12 En dat hij hen zich stelle tot oversten der duizenden, en tot oversten der vijftigen; en dat zij zijn akker ploegen, en dat zij zijn oogst oogsten, en dat zij zijn krijgswapenen maken, mitsgaders zijn wapentuig.
Amanye uzawenza abe ngabalawuli bezinkulungwane labalawuli bamatshumi amahlanu; njalo amanye azalima amasimu ayo avune kanye lamabele ayo, amanye njalo azakwenza izikhali zayo zempi kanye lempahla zezinqola zayo zempi.
13 En uw dochteren zal hij nemen tot apothekeressen, en tot keukenmaagden, en tot baksters.
Izathatha amadodakazi enu ukuba abe ngabenzi bamakha labapheki kanye labapheki bezinkwa.
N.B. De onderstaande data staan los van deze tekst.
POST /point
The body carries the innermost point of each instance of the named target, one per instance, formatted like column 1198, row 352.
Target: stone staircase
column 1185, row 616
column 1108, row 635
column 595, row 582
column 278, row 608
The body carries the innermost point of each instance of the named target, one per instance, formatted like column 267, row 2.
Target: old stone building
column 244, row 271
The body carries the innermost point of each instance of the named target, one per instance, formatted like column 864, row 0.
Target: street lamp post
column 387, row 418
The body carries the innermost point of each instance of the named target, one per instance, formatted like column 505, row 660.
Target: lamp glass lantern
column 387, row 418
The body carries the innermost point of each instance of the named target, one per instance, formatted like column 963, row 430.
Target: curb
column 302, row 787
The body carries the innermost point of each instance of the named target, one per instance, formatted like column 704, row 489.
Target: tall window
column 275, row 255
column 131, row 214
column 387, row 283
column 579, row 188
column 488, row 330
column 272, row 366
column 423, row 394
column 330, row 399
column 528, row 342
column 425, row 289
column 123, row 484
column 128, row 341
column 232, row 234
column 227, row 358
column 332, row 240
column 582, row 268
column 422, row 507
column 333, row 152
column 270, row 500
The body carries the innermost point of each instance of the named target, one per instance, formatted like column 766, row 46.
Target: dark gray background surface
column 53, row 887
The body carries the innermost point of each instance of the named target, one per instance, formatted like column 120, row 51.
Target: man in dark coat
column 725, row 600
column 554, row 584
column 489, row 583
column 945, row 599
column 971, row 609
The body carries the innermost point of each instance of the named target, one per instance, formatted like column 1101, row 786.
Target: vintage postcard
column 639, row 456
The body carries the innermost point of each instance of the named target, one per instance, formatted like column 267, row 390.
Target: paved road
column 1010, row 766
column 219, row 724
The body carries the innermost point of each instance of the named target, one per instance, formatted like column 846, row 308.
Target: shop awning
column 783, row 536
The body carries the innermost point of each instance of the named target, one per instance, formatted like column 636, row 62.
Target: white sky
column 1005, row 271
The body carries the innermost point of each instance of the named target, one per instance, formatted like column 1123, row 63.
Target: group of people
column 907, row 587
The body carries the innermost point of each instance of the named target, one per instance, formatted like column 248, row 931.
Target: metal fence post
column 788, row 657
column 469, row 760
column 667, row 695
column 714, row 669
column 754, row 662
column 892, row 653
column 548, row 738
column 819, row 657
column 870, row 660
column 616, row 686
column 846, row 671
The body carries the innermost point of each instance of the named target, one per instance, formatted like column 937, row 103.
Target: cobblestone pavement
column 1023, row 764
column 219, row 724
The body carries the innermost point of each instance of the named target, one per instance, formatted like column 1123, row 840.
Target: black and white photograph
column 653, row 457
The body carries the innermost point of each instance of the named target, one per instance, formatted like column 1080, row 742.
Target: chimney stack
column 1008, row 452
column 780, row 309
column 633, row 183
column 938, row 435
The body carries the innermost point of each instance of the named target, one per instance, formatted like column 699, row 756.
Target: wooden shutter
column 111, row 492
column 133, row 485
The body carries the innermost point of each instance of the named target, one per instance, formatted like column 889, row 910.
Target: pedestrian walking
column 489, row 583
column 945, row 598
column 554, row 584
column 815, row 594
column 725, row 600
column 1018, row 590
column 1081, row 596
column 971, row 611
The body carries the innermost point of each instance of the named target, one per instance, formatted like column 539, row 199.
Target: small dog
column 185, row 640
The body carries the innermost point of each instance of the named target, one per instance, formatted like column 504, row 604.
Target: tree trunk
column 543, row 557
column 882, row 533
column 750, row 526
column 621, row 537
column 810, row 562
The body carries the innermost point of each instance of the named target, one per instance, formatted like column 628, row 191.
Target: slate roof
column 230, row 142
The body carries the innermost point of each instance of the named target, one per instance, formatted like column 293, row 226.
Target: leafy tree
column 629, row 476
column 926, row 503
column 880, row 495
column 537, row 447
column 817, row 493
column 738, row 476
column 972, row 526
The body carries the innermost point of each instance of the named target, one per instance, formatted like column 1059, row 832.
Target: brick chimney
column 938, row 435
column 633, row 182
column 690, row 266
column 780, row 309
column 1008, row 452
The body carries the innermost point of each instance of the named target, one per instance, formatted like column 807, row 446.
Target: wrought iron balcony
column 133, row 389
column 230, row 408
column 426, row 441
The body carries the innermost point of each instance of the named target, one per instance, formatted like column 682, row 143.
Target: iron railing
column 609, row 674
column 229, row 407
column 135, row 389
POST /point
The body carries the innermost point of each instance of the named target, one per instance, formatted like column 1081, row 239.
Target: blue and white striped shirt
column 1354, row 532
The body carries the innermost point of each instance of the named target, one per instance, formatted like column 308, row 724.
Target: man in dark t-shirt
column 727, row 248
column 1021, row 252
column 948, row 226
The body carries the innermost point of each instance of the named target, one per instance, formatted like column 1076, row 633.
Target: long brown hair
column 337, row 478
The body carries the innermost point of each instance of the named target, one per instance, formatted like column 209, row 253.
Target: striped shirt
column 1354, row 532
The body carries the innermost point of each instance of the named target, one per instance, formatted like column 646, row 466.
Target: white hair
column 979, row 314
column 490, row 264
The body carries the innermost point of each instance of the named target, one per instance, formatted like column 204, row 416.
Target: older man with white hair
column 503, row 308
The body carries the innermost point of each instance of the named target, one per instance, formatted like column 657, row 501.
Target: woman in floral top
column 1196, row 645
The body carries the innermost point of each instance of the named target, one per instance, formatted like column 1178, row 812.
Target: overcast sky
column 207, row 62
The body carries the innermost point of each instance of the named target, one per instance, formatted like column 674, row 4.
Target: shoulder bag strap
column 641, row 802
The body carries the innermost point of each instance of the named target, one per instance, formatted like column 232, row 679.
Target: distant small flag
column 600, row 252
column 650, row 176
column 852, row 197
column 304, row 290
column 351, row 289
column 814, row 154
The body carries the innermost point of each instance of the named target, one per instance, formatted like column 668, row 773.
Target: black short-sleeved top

14 En uw akkers, en uw wijngaarden, en uw olijfgaarden, die de beste zijn, zal hij nemen, en zal ze aan zijn knechten geven.
Izathatha amasimu enu avundileyo lezivini kanye lezivande zama-oliva ikunike izinceku zayo.
15 En uw zaad, en uw wijngaarden zal hij vertienen, en hij zal ze aan zijn hovelingen, en aan zijn knechten geven.
Izathatha okwetshumi emabeleni enu lokwesivuno samavini ikunike izikhulu zayo.
16 En hij zal uw knechten, en uw dienstmaagden, en uw beste jongelingen, en uw ezelen nemen, en hij zal zijn werk daarmede doen.
Izisebenzi zenu ezesilisa lezesifazane lenkomo zenu ezinhle kanye labobabhemi izakuthatha ikusebenzise.
17 Hij zal uw kudden vertienen; en gij zult hem tot knechten zijn.
Izathatha okwetshumi emihlambini yenu njalo lina ngokwenu lizakuba yizigqili zayo.
18 Gij zult wel te dien dage roepen, vanwege uw koning, dien gij u zult verkoren hebben, maar de HEERE zal u te dien dage niet verhoren.
Nxa lolosuku selufikile lizakhalela ukukhululwa enkosini eliyikhethileyo, kodwa uThixo kayikuliphendula ngalolosuku.”
19 Doch het volk weigerde Samuels stem te horen; en zij zeiden: Neen, maar er zal een koning over ons zijn.
Kodwa abantu bala ukumlalela uSamuyeli. Bathi, “Hatshi! Sifuna inkosi ezasibusa.
20 En wij zullen ook zijn gelijk al de volken; en onze koning zal ons richten, en hij zal voor onze aangezichten uitgaan, en hij zal onze krijgen voeren.
Lapho-ke sizakuba njengezinye izizwe zonke, silenkosi esikhokhelayo njalo ihambe phambi kwethu ilwe izimpi zethu.”
21 Als Samuel al de woorden des volks gehoord had, zo sprak hij dezelve voor de oren des HEEREN.
Kwathi uSamuyeli esekuzwile konke okwakutshiwo ngabantu, wakubika kuThixo.
22 De HEERE nu zeide tot Samuel: Hoor naar hun stem, en stel hun een koning. Toen zeide Samuel tot de mannen van Israel: Gaat heen, een iegelijk naar zijn stad.
Uthixo waphendula wathi, “Lalela ilizwi labo ubaphe inkosi.” USamuyeli wasesithi ebantwini bako-Israyeli, “Umuntu wonke kabuyele emzini wakibo.”